U2 whored out the song “Vertigo” for the Apple iPod and the U2 special iPod.. Back in the late 90’s, Mazda butchered the classic song by The Nails, “88 Lines about 44 Women”, to sell cars. The Ramones let Nissan, AT&T, and Diet Pepsi use “Blitzkrieg Bop”. Devo was desperate enough to let Swiffer kill “Whip It”. Noted Christian darlings Sixpence None the Richer amusingly let their cover of The La’s song “There She Goes” be used to sell birth control pills. Wendy’s ruined the classic Violent Femmes track “Blister In the Sun” (as well as using Benny Benassi’s thumping club hit “Satisfaction”). Iggy Pop’s “Lust for Life is all over the place, most notably selling Caribbean cruises (and Fords in the UK). Also in the UK, Iggy’s song “The Passenger” was used to sell Toyotas and Fiats. Now his song "Punkrocker" is selling Cadillacs, too.

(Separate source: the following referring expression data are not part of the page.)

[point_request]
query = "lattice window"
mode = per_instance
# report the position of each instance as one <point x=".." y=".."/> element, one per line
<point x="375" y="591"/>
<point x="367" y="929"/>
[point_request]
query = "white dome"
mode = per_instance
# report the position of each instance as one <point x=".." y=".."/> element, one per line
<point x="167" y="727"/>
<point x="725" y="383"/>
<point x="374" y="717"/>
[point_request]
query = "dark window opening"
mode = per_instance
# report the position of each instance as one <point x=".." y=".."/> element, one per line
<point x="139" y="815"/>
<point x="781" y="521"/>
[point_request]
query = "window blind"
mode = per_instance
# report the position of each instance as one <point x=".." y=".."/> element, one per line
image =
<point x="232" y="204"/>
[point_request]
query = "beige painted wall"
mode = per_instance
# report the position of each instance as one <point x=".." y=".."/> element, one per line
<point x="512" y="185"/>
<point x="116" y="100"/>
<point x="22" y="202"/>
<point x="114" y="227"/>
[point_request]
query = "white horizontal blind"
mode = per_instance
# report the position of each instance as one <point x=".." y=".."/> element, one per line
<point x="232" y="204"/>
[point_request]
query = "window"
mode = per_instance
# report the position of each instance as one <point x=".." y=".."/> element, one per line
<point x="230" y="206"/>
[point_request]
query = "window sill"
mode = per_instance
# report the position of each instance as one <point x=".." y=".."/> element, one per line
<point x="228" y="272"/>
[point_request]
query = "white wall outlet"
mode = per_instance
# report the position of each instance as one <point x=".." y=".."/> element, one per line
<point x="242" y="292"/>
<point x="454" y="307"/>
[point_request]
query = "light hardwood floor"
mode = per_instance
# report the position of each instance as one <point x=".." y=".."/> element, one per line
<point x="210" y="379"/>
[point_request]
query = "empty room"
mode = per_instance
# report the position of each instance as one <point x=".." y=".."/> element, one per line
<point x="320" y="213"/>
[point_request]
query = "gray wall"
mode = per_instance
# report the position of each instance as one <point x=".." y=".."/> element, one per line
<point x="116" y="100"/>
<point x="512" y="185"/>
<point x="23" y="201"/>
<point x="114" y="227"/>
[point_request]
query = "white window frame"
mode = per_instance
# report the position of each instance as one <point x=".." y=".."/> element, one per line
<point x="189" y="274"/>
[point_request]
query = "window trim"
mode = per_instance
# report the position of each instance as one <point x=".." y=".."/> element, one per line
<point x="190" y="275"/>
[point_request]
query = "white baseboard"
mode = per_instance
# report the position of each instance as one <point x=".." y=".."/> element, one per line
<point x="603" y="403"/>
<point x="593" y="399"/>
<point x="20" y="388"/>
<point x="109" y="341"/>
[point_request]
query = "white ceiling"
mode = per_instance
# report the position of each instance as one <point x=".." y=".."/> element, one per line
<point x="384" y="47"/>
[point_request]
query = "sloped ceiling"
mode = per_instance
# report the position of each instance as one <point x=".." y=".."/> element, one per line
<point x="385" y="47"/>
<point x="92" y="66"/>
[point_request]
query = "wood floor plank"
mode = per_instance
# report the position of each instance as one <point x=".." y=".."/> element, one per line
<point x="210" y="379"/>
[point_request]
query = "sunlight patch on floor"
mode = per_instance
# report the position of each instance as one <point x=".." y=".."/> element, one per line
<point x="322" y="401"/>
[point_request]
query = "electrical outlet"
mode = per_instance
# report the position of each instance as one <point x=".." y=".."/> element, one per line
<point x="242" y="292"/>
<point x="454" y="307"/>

The The sold freakin’ M&M’s with “This Is The Day”, a song that has nothing to do with candy and everything to do with getting your shit together. Cell phones were sold by Goldfrapp's "Ooh La La" and the Psychedelic Furs classic "Pretty In Pink". New Order let “Blue Monday” be used in the UK to sell Mars bars and Sunkist, and recently must have been hard up for cash I guess, because in the span of the last couple weeks they had “Age of Consent” selling AT&T, and when I heard “Bizarre Love Triangle” selling Reese’s peanut butter cups I was almost apoplectic..
And, sadly, the classic “I Melt With You”, the only legitimate hit by Modern English, has been used everywhere, hawking everything from Burger King to the GMC Acadia and T-Mobile (as a cover version by a shitty French band), to Taco Bell Cheesy Beef Melts. The song has been sold as a cover version to dozens of people.
But perhaps the cheesiest and most soul-crushing use of a classic alternative-ish song from my younger days was when Kraft turned EMF’s club anthem “Unbelieveable” into the melting-cheese crapfest that became…get this…I shit you not…CRUMBELIEVABLE. Kill me now, please. I beseech thee.